Indian Equity Markets Witness Continued Withdrawal by Foreign Investors Amidst Global Uncertainty

Jan 27, 2025 at 12:23 AM

In recent developments, the Indian equity markets are experiencing a significant outflow of funds from foreign portfolio investors (FPIs). This month alone, FPIs have withdrawn approximately Rs 64,156 crore ($7.44 billion), marking a substantial shift in investor sentiment. The withdrawal is driven by several factors, including the depreciation of the Indian rupee, rising US bond yields, and concerns over an underwhelming corporate earnings season. Despite investments made in December, totaling Rs 15,446 crore, the current trend reflects a combination of global economic pressures and domestic challenges that have influenced this decision.

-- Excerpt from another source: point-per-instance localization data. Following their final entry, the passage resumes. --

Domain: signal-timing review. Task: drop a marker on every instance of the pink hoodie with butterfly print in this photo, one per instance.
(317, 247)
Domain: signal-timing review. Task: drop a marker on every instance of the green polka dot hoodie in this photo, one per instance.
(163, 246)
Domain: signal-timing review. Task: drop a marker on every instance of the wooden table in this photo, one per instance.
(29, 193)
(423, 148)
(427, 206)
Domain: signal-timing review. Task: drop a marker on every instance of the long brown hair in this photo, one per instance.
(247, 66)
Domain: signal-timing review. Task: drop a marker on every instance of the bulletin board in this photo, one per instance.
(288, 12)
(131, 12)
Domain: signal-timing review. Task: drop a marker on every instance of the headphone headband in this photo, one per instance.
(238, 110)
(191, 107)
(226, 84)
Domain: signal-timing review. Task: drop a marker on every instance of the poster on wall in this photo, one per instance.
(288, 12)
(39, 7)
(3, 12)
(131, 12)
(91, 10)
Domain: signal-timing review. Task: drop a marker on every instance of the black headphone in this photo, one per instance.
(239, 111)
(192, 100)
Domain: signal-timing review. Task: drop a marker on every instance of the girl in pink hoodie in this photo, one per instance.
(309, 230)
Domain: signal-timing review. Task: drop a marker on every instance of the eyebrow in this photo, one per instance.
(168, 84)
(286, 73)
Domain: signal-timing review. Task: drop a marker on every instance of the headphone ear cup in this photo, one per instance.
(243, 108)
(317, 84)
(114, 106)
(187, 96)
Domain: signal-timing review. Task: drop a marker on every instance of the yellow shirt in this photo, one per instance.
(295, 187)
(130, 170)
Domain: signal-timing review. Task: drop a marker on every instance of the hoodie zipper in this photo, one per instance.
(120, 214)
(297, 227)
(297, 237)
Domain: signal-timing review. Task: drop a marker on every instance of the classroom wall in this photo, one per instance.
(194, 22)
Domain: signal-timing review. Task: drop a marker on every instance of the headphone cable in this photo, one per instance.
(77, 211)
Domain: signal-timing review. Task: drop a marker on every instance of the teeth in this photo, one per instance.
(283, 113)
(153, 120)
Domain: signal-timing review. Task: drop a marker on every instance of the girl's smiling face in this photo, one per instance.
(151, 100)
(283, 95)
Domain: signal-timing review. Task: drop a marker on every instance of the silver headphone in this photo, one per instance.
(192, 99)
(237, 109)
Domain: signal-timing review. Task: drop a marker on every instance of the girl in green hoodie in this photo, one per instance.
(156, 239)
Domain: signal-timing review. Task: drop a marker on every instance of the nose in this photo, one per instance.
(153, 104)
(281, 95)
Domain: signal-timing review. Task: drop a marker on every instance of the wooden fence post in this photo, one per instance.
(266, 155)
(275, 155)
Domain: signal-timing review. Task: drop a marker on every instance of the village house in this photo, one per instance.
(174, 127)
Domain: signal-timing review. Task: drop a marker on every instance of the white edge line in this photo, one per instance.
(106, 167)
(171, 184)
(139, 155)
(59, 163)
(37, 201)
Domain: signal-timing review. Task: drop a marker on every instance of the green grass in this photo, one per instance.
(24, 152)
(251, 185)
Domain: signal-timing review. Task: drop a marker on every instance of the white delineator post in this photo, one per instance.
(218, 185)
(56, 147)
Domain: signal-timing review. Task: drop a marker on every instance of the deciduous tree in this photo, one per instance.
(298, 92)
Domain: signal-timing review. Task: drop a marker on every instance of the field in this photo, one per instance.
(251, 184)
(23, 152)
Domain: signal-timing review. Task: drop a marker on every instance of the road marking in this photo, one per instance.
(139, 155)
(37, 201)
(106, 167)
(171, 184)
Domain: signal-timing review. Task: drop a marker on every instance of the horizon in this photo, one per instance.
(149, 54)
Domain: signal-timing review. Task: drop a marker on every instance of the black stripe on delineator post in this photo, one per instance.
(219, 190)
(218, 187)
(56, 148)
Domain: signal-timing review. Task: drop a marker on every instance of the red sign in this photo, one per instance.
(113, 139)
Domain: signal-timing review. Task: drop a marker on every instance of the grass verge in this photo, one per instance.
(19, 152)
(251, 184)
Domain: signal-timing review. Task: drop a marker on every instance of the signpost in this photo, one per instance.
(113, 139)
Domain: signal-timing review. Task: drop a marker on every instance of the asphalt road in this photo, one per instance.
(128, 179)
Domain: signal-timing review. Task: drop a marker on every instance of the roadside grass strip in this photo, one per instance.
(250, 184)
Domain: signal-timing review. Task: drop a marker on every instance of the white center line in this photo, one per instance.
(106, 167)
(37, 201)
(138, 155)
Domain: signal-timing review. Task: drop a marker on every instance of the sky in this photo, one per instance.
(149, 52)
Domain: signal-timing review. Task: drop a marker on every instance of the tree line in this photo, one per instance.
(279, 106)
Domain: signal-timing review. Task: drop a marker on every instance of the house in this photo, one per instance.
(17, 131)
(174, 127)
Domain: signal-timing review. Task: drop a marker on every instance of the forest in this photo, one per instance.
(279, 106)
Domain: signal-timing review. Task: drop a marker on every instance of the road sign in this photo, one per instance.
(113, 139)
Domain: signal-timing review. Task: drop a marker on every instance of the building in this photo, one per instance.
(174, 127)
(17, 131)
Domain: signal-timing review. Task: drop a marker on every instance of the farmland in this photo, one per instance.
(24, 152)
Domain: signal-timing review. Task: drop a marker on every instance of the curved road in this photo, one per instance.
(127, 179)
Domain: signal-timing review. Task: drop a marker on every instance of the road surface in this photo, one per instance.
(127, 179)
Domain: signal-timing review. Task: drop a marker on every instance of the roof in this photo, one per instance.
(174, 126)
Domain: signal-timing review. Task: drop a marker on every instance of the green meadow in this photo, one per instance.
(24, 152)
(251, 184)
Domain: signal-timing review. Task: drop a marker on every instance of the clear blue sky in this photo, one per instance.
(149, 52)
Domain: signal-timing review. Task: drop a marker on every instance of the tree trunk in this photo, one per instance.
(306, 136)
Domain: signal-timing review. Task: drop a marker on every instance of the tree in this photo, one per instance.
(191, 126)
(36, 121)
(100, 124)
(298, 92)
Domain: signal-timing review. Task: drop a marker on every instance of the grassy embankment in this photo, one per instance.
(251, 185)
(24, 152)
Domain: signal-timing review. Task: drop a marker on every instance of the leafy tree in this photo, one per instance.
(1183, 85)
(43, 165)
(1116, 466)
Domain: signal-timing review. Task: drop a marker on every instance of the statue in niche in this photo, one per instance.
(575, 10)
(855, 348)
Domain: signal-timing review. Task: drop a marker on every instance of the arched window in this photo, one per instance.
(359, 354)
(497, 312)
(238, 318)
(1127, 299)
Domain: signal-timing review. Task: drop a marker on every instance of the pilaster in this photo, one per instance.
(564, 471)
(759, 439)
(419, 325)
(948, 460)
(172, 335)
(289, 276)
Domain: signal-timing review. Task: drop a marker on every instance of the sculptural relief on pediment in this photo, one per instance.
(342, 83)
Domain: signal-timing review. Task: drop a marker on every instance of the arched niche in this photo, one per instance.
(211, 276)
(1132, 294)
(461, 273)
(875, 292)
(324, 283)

The ongoing depreciation of the Indian currency has been a critical factor in this exodus. According to Himanshu Srivastava, Associate Director at Morningstar Investment Advisers India, the weakening rupee is placing considerable strain on foreign investors, compelling them to withdraw their capital from the Indian market. Additionally, the high valuations of Indian equities, despite recent corrections, along with anticipated subdued corporate earnings, have further contributed to investor caution. The unpredictable nature of global policies, particularly those emanating from the United States, has also played a role in making investors wary of riskier investment options.

V.K. Vijayakumar, Chief Investment Strategist at Geojit Financial Services, highlighted that the sustained strength of the US dollar and the rise in US bond yields are primary drivers behind the selling activity. He noted that as long as the dollar index remains above 108 and the 10-year US bond yield stays above 4.5%, the trend of FPIs selling off shares is likely to persist. This scenario underscores the interplay between global financial conditions and local market dynamics.

FPIs have been net sellers in the Indian equity market almost every day this month, with only January 2 being an exception. The consistent selling pressure indicates a broader realignment of investment strategies among foreign investors, who are responding to changing macroeconomic landscapes both within India and internationally. As these factors continue to influence market behavior, the Indian equity market may face further volatility in the coming weeks.

The current outflow of foreign capital from the Indian equity market highlights the complex interplay of global and domestic economic forces. Investors are carefully reassessing their positions in light of shifting currency values, interest rate trends, and corporate performance expectations. While the immediate outlook appears cautious, the long-term trajectory of the Indian market will depend on how these factors evolve and whether they stabilize in the near future.